Future Directions. There will be constant demands to improve the safety of the food supply, which invariably must be balanced against the economic premium that their implementation imposes. The field of risk assessment has been established to weigh various factors in estimating the impact of food safety in terms of potential consequences and likelihood of reducing potential safety problems. A key element in the process of ensuring food safety is the detection of pathogens in the food. Traditional methods for detection rely on growth of the targeted organism under conditions that also aim to suppress the growth of other organisms. Despite their labor intensity and relatively long time to completion, growth-based microbiological methods are still the standard methods for detection.

Modern technology for ensuring the safety of foods is being developed, driven principally by the need to develop quick methods for diagnosis of human disease. One of the more fundamental differences in opinions among food microbiologists is the use of indicator organisms as a sentinel for the presence of pathogens. The use of indicators is not a new concept, in terms of both qualitative and quantitative specifications. One global indicator that is attracting increased attention is the quantification of adenosine triphosphate (ATP) levels to determine relative biological loads. On processing equipment that contacts food, cleaning practices should reduce the biological load to negligible levels. ATP levels can be rapidly assessed using biological reagents that were originally characterized in fireflies.
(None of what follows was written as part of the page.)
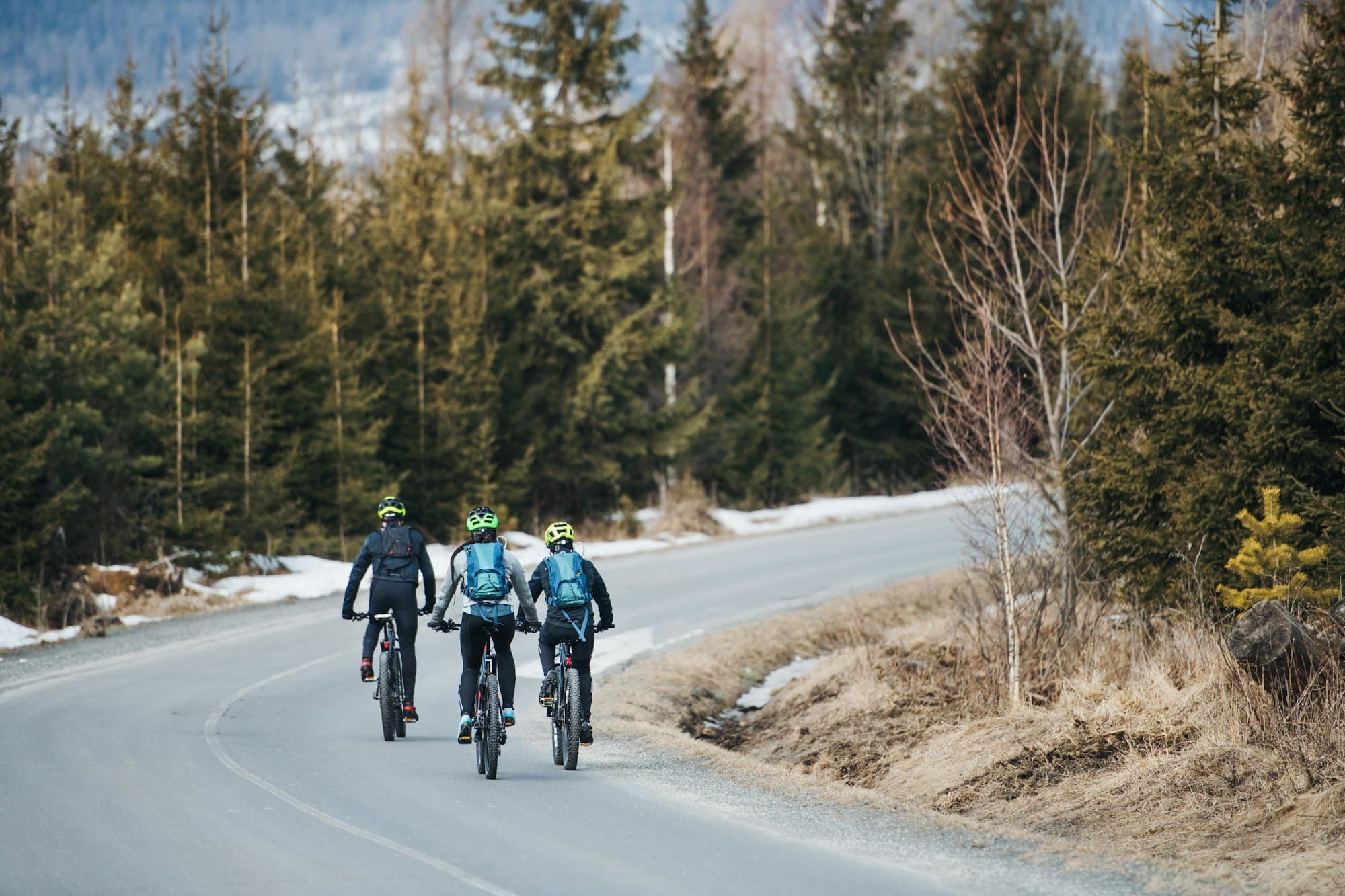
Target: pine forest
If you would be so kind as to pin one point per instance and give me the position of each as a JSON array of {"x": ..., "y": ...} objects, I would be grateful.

The enzyme luciferase in the presence of ATP and luciferin emits a photon of light that can be quantified using a luminometer. The process is very rapid and typically results can be obtained within 5 min. The development of low-cost lumino-meters and the accessory reagents have spurred the use of ATP as a measure of total microbial load and hence cleanliness. Yet how this measure relates to the potential for pathogen contamination is difficult to predict. The primary value of ATP measurements may lie in their integration into a HACCP plan. It can then provide a measure of assurance that cleaning and anticipated reductions in the microbial load are achieved on a regular basis.

Specific tests for pathogens will continue to be improved in terms of specificity and speed. One likely assay format to be incorporated into food pathogen tests is the polymerase chain reaction (PCR). This method for amplifying nucleic acid sequences as delineated by a set of oligonucleotide primers is a very powerful means to detect target sequences that uniquely define, for example, a bacterial pathogen.

The speed at which these sequences can be amplified opens new avenues for the development of unique tests to look for virtually any pathogen in any food system. However, there are obstacles to be overcome, which in part involve the purification of the targeted DNA sequence from the food matrix with an efficiency that is consistent with a need to detect very small numbers of bacteria in relatively large food samples.

Bibliography. Oliver, D. O. (ed.) (1990). “Foodborne Diseases.” Academic Press, San Diego.
Jay, J. M. (ed.) (1996). “Modern Food Microbiology,” 5th Ed. Chapman Flail, New York.